Pipe Chime Playing Tips
Here are some fun and interesting tips and tidbits about pipe chimes and things that might help you better use or make your own set. You can also read more information about how to play your handheld pipe chimes.
- If younger kids are playing that don’t quite know their letter yet, place beans, candy or cutout colored pieces of paper over the numbers you would like them to play so they can more easily spot their turns to hit their chime.
- Give younger kids the notes that are not used very often (notes marked with an “*” in our song books indicate that chime is only used less than 5 times).
- Use a conductor if everyone can’t follow along on their own. The conductor will simply point to the next note in the song.
- For a softer and quieter sounding tone, strike your chimes with a wooden object (instead of metal) such as a wooden dowel or our wooden mallets.
- Resist the urge to strike your chime harder than you need to. This will make the chime swing and make it difficult to hit notes that are played right after each other. Sharp quick strikes are best.
- If you want to play a song that uses more chimes than what you have people, double up and test your attention skills.
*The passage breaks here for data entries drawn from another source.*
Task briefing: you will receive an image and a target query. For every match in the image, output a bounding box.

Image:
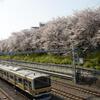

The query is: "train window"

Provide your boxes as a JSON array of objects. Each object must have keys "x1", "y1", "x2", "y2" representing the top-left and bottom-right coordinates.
[
  {"x1": 4, "y1": 72, "x2": 6, "y2": 76},
  {"x1": 10, "y1": 75, "x2": 13, "y2": 79},
  {"x1": 29, "y1": 82, "x2": 32, "y2": 89},
  {"x1": 24, "y1": 79, "x2": 32, "y2": 89},
  {"x1": 34, "y1": 77, "x2": 51, "y2": 89},
  {"x1": 18, "y1": 78, "x2": 22, "y2": 83}
]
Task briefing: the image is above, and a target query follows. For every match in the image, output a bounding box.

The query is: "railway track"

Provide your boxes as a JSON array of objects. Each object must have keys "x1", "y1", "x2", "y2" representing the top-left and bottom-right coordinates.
[
  {"x1": 52, "y1": 80, "x2": 100, "y2": 97},
  {"x1": 52, "y1": 87, "x2": 87, "y2": 100}
]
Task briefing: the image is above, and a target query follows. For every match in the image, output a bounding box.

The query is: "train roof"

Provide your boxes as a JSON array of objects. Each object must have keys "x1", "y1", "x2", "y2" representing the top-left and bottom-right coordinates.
[{"x1": 0, "y1": 64, "x2": 48, "y2": 80}]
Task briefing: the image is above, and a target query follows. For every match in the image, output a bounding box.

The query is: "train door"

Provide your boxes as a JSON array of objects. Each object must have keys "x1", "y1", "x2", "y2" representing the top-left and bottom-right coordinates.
[{"x1": 23, "y1": 79, "x2": 29, "y2": 91}]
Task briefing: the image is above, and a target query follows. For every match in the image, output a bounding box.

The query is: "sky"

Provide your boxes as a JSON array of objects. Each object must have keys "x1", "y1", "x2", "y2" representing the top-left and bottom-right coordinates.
[{"x1": 0, "y1": 0, "x2": 100, "y2": 40}]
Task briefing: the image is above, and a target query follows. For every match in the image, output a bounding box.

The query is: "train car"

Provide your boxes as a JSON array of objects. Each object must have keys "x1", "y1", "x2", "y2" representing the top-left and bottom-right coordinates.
[{"x1": 0, "y1": 65, "x2": 51, "y2": 100}]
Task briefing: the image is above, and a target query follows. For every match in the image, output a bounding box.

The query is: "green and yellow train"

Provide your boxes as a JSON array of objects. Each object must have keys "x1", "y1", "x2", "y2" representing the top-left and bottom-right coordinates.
[{"x1": 0, "y1": 64, "x2": 51, "y2": 100}]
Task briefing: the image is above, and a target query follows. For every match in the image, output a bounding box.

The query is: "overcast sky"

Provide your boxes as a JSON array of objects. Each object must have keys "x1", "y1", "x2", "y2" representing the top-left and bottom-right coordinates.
[{"x1": 0, "y1": 0, "x2": 100, "y2": 40}]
You can either get two chimes that are close together (#10 and #12) so they are more likely to be played in sequence or double up on chimes that are far apart (#5 and #15) to avoid the previous situation. Which ever works best for you.
- Make sure not to touch your chime while you are striking it – this will create a dull sound and won’t match the other chimes.
- If for some reason, the song you are playing isn’t in the right key signature, simply shift all the numbers in the song up or down according to where you need the song to be played. This is helpful if you can’t hit the highest or lowest chimes (not in your set).
- For easier viewing, after purchasing your own pipe chime song book, you may want to print it out on 11 X 17 to allow more people to see it from farther away.
- For small groups or for even playing by yourself, use our custom made cradle holders to play your pipe chimes like a xylophone.
- If you really want to simplify things for one person to play by themselves, take away all the chimes not used in the current song and only place the used chimes in the cradle holders.
- Cradle holders should be placed underneath the chimes about where the holes are located for the strings on the top. The bottom cradle holders should match approximately the same distance from the bottom of the chimes as the top.
- To partially mute your xylophone, pull the cradle holders closer to the edges of the chimes in minimize the vibration and sustentation of each note.
- For larger groups, it might be easier to hand out all the chimes, one to each person. That way everyone will keep the same chime number (for the most part) and everyone will get an even and random chance at playing. To make things more interesting, after every song, hand your chime to the person to your right. This will help make sure everyone gets a chance to play.
- If you’re pipe chimes sound slightly out of tune, keep in mind that temperature could alter the pitch of the note. Metal expands (when warm) and contracts (when cold) causing the chime to sound slightly flat or sharp respectively.
- For advanced pipe chime players and the more musically motivated, you can make your own harmonys by playing two or even three chimes at once making chords. Timing and proper harmony selection are key on this one.